For months, OPEC has been attempting to put a floor under the price of oil, with little success. Last week the countries of OPEC renewed their commitment to this goal by extending production cuts an additional 9 months. Recognizing their inability to do this alone, OPEC brought in Russia and a host of smaller players in the oil production market. The main player’s motivation for this effort is obvious, next year the Russian elections take place and the Saudi Arabian oil IPO, Armco comes out. What is less obvious to some people, is that all of this could be an exercise in futility.

oil pump at teapot dome

The price of a commodity is dictated by supply and demand. This is a fundamental rule of economics and too much or to little of one or the other will always bring about a dramatic change in the price of the commodity. OPEC is attempting to reduce by 1.8 million bpd which is around 2% of the total global production of oil and hoping to reshape the market with this. What these suppliers are ignoring is the fact that it is very possible demand for oil will drop at a rate which will make this drop in supply irrelevant.

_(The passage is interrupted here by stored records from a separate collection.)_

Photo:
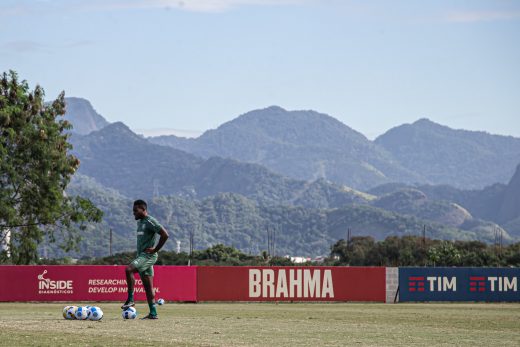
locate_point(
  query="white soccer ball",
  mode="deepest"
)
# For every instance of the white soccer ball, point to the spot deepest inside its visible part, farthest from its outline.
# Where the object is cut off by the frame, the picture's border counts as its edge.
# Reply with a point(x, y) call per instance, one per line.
point(66, 311)
point(71, 312)
point(82, 313)
point(129, 313)
point(95, 313)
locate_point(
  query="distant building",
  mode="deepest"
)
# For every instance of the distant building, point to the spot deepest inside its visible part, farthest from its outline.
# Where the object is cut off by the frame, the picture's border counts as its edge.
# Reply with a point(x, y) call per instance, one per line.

The United States and the People’s Republic of China are the two largest consumers of oil in the world together using in excess of 30 million barrels of oil per day. This monstrous level of consumption is nearly the amount which all the countries of OPEC produce combined. Most of the nearly 20 million barrels of oil United States consumes daily are provided either through its domestic production or by its neighbors, mainly Canada but also Mexico. China on the other hand is both Russia and OPEC’s biggest customer.

A slow down in the economy of either country but especially China will dramatically change the global demand for oil and make the supply side production cuts irrelevant. So while suppliers making plans to dictate prices is all well and good, the market would do well to remember that is only half the equation.